Werner Alexander Wiedemeier konnte nur nicken und zuckelte davon!

 

Als er sein Wohnmobil eingeparkt hatte und sich in seinem Ankleidezimmer seiner Uniform entledigte, warf er einen letzten traurigen Blick auf seine alte Ordonanzwaffe. Jene Luger, mit der sein Großvater bei der Luftschlacht von Verdun noch Höchstselbst drei feindliche Flugzeuge vom Himmel geholt hatte.

 

Einen winzigen Augenblick dachte er darüber nach die ständig kläffende Töle endlich zum Schweigen zu bringen, doch er entschied sich dagegen.

 

Diese Zeiten waren vorüber. Unwiederbringlich!

 

 

 

Das hätte jetzt das Ende unserer kleinen Geschichte sein können. War sie aber nicht! Denn der kleine Buttgereit vom Empfang war nicht, wie von unserem Diplompädagogen empfohlen, nach Hause gegangen, sondern hatte sich mit seinem neuen Huawei 20 Pro auf die Lauer gelegt.
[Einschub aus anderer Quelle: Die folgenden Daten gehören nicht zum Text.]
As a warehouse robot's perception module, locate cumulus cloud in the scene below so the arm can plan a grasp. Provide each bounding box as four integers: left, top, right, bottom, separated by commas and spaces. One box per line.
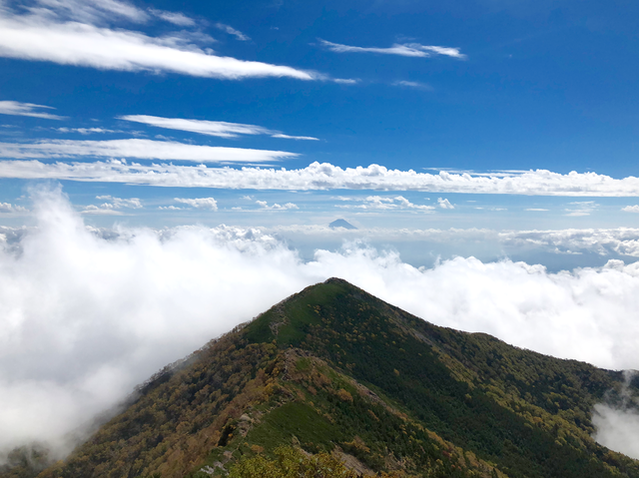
82, 195, 144, 215
0, 162, 639, 197
215, 23, 250, 41
6, 191, 639, 462
0, 0, 319, 80
566, 201, 598, 217
319, 39, 466, 59
5, 191, 639, 462
174, 198, 217, 211
0, 138, 297, 163
118, 115, 317, 140
0, 101, 65, 120
437, 198, 455, 209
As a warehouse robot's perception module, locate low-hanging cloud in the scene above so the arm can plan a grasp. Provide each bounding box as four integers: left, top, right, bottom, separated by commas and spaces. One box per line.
0, 139, 298, 166
0, 160, 639, 195
592, 370, 639, 459
0, 191, 639, 462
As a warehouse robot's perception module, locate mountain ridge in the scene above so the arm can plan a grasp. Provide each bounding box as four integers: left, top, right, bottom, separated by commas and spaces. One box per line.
5, 278, 639, 478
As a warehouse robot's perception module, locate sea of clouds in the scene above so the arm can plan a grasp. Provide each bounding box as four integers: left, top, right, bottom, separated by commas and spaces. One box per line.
0, 190, 639, 458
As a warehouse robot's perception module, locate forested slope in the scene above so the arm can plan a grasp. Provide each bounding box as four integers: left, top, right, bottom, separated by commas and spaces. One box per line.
5, 279, 639, 478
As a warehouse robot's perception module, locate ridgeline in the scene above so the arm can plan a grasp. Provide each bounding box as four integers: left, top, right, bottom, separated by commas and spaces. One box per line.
5, 279, 639, 478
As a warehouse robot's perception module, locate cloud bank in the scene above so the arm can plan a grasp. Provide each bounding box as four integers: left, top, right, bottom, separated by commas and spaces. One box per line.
0, 161, 639, 196
0, 0, 316, 80
0, 191, 639, 462
0, 139, 297, 164
592, 371, 639, 459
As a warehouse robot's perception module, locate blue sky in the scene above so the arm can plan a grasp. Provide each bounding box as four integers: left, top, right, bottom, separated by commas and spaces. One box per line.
7, 0, 639, 465
0, 0, 639, 266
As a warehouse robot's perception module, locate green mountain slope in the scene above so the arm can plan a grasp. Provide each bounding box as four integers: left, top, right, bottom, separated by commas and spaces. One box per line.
6, 279, 639, 478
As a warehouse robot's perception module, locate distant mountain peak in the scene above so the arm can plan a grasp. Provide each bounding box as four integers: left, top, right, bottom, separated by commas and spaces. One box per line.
328, 219, 357, 229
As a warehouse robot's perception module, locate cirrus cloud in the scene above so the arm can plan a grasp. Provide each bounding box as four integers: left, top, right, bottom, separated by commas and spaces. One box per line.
0, 0, 319, 80
0, 139, 297, 163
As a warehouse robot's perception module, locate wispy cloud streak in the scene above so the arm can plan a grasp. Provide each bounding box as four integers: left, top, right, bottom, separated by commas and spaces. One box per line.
118, 115, 317, 141
0, 1, 315, 80
0, 100, 65, 120
320, 39, 466, 60
0, 139, 297, 164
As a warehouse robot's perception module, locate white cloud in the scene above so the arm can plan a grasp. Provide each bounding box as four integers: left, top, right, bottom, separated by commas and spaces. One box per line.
6, 162, 639, 197
255, 199, 299, 211
118, 115, 317, 140
0, 100, 65, 120
215, 23, 250, 41
338, 196, 435, 211
0, 0, 319, 80
566, 201, 598, 217
320, 39, 466, 59
592, 371, 639, 459
6, 191, 639, 460
393, 80, 433, 91
271, 133, 319, 141
0, 202, 27, 214
149, 8, 195, 27
30, 0, 149, 24
56, 127, 123, 135
437, 198, 455, 209
0, 139, 297, 163
174, 198, 217, 211
82, 195, 144, 215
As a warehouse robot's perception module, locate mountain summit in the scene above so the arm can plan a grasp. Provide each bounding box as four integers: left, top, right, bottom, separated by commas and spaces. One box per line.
6, 279, 639, 478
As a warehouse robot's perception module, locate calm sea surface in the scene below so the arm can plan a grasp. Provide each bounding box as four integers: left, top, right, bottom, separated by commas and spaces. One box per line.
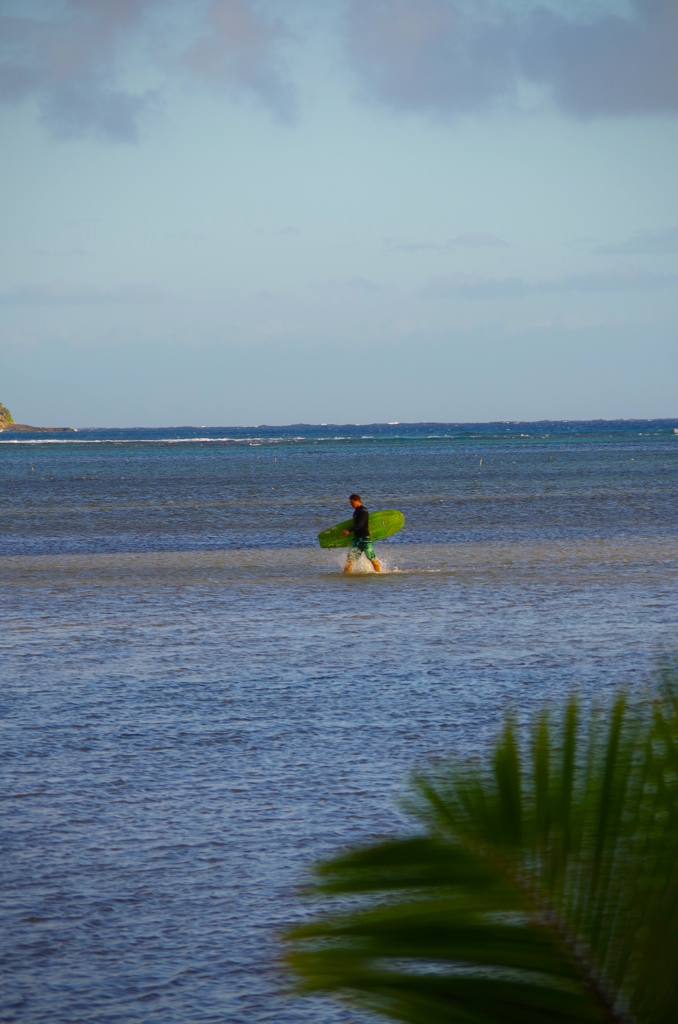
0, 420, 678, 1024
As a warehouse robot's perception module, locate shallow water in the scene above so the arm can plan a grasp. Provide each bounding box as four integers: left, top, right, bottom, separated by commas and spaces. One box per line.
0, 422, 678, 1024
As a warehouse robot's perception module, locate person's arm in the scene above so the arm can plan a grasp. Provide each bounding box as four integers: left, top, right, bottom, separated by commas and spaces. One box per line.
353, 505, 370, 530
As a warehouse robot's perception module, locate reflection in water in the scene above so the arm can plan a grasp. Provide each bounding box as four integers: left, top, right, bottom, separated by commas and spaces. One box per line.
0, 419, 678, 1024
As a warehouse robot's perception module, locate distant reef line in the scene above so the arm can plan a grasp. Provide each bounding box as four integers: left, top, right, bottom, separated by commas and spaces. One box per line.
0, 401, 75, 434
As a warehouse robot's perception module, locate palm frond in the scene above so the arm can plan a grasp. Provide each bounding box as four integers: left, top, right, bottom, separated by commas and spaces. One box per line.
288, 668, 678, 1024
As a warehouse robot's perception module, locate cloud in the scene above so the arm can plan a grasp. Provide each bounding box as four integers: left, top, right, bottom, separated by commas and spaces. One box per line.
384, 231, 510, 253
181, 0, 296, 122
424, 269, 678, 299
0, 0, 294, 142
592, 227, 678, 256
0, 281, 164, 306
346, 0, 678, 118
344, 278, 381, 292
0, 0, 157, 142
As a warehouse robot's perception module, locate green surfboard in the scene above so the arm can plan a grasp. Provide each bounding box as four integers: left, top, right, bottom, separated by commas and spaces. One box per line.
317, 509, 405, 548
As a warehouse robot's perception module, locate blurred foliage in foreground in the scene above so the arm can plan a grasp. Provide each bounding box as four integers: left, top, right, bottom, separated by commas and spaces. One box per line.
288, 668, 678, 1024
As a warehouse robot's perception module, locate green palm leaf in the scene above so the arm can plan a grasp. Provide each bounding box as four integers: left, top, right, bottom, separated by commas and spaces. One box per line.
288, 670, 678, 1024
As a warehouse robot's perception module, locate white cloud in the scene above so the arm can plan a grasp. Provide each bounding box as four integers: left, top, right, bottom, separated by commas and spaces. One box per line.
0, 281, 164, 306
346, 0, 678, 118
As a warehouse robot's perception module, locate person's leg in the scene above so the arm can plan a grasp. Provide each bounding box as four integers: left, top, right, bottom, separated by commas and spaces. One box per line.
344, 538, 361, 572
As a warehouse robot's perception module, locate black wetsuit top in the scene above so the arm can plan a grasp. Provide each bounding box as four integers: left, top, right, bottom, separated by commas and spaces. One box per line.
353, 505, 370, 537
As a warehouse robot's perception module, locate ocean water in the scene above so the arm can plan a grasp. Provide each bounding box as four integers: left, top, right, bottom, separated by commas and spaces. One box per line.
0, 421, 678, 1024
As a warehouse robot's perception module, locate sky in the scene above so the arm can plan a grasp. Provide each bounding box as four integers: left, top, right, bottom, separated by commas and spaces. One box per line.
0, 0, 678, 427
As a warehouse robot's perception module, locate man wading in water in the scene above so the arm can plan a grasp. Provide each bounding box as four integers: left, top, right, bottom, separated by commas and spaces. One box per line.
341, 495, 381, 572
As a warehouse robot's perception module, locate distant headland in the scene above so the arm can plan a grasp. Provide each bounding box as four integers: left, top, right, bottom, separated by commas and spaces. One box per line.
0, 401, 75, 434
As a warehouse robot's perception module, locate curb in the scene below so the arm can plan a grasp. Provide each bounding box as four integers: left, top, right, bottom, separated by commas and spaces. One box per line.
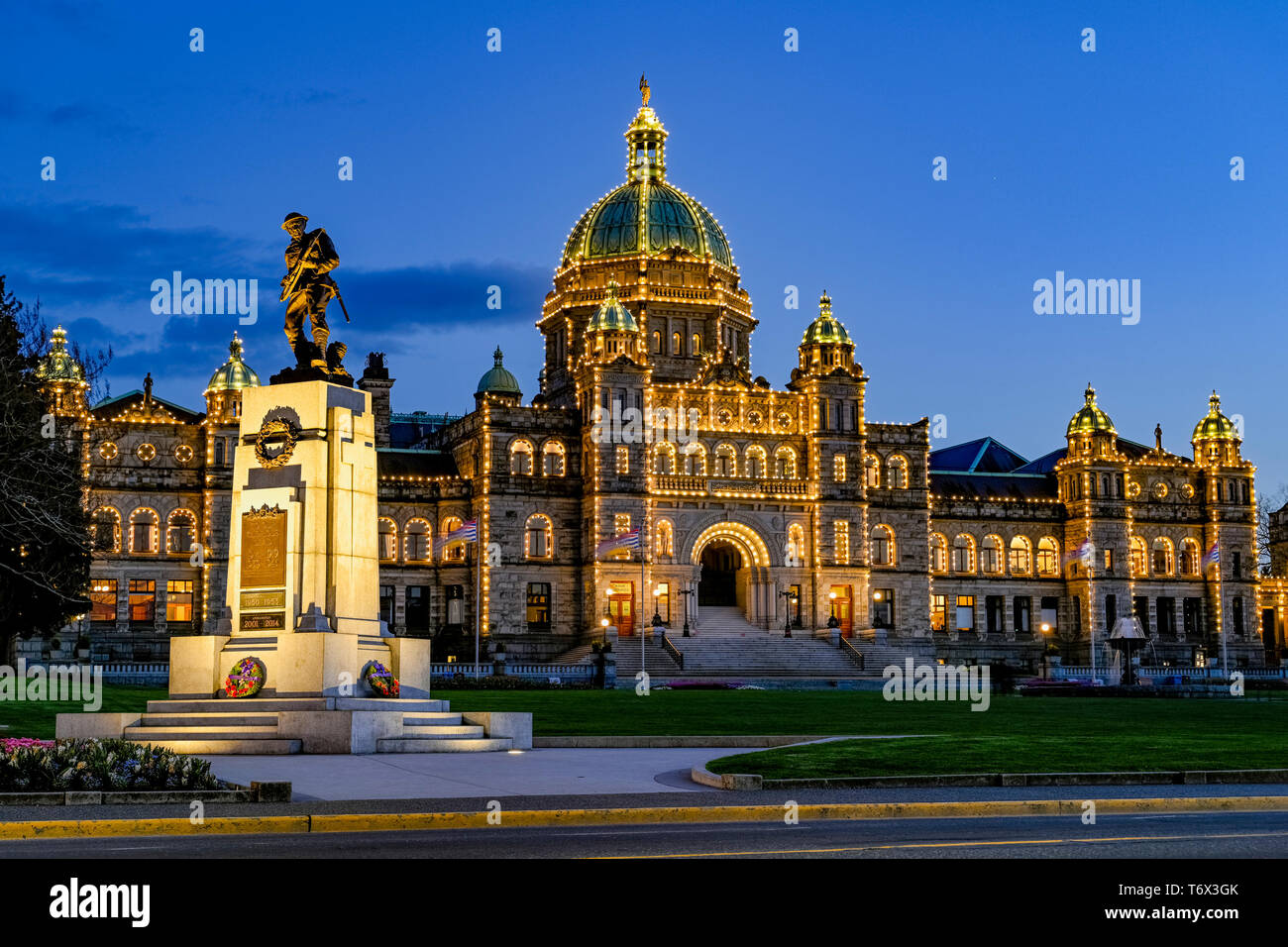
0, 796, 1288, 840
690, 766, 1288, 789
Hatte mit der neuen Triple-Kamera mit Ultraweitwinkel den Abgang dieses seltsamen Mannes bis ins kleinste Detail festgehalten. Und weil der kleine Buttgereit außerdem noch aktiver YouTuber war und einen Master in Germanistik vorzuweisen hatte, war schon am selben Abend sein neues Video online.

 

 

 

Der Hauptmann von Warburg

 

 

 

Das Video ging innerhalb kürzester Zeit viral und der junge Künstler wurde mit Werbeeinnahmen nur so überschüttet. Und weil die Jugend von heute nicht so besitzfixiert war, wie die vielen Generationen vor ihnen, hatte er auch kein Problem damit seine Erlöse mit dem Star seines Videos zu teilen. Nicht, ohne ihn zu einer dauerhaften Zusammenarbeit zu überreden!

 

Jetzt verbringt unser guter Diplompädagoge nicht mehr seine Zeit damit über die Ungerechtigkeit des deutschen Beamtentums nachzugrübeln, sondern beantwortet  fleißig seine Fanpost!